On disait : les enfants, les jeunes doivent éviter l'alcool tant qu'ils n'ont pas fini leur croissance. Comme grâce à Giscard d'Estaing (4) on était majeurs à 18 ans, il était en gros considéré qu'à 18 ans on avait enfin le droit de boire comme des grands.
Je crois cependant que la première fois que j'ai bu du vin sans eau date d'avant, que c'était vers 16 ans à un repas de fête à Turin chez mon oncle Nicola et ma tante Paola, ou peut-être dans l'un des somptueux restaurants dans lesquels nous invitait mon oncle Piero, une de ces occasions où le vin proposé était trop bon pour être coupé d'eau et que j'en avais profité pour suggérer que je pourrais peut-être le goûter tel que.
Et je l'avais trouvé âpre mais je m'étais dit que probablement, plus tard, je comprendrais. qu'à un moment donné je deviendrai apte à apprécier des goûts comme ça, compliqués. Des goûts à plusieurs voix. Et j'avais déjà pigé depuis plusieurs années que l'on peut trouver une boisson ou un met divins dès lors que les circonstances qui nous le font découvrir sont des très bons souvenirs en cours de fabrication.
Pour l'heure, si longtemps plus tard, devenue amateure de whiskies, ayant moins d'occasion de goûter les grands vins, je suis reconnaissante à Noël Balen de m'avoir rembarquer dans l'Italie des années 70, la Bretagne ou la Normandie, ces moments de détente où la vie riait et l'avenir, pas notre avenir particulier, mais celui de toute l'humanité semblait plein de promesses et porteur de progrès. Paix et prospérité. La seule menace était la guerre froide, mais même ça nous avions l'impression que ça s'arrangeait (5).

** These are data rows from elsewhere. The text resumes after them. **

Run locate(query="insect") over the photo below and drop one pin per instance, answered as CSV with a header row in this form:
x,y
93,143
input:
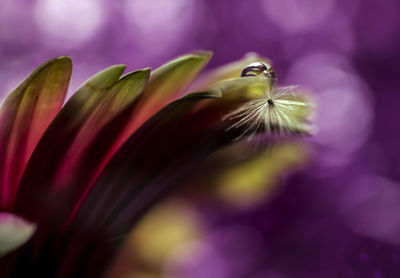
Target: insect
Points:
x,y
282,111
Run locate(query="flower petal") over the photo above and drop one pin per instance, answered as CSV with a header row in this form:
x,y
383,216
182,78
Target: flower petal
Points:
x,y
166,84
51,149
228,71
14,232
170,144
24,116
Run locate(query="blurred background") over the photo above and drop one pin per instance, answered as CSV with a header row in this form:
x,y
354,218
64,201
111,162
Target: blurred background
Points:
x,y
326,207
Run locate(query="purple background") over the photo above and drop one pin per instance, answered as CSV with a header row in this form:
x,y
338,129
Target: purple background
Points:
x,y
340,217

(1) Le hic c'est qu'à force d'acheter des livres qui ne coûtent qu'une heure de travail je cours le risque de vendre chacune d'elles plusieurs fois.
(2) La première étant l'intendance corporelle et ménagère, la deuxième celle de libraire, la troisième celle d'écriture et de lectures instruisantes.
(3) Je n'ai guère eu qu'un peu la tête qui tourne pour mes toutes premières bières, mais la bière y était pour bien moins que l'amour. Je suis d'ailleurs restée fidèle ... à celle qu'il m'avait fait goûter - du moins lorsqu'elle est disponible -.
(4) Du moins c'est sous sa présidence que la majorité légale est passée de 21 à 18 ans, et si les adultes considéraient que c'était de la démagogie, les jeunes, eux, étaient ravis.
(4) Depuis que Nixon, qui avait quand même un méchant côté va-t-en-guerre, avait été contraint par l'affaire du Watergate à démissionner, on se sentait (presque) rassurés.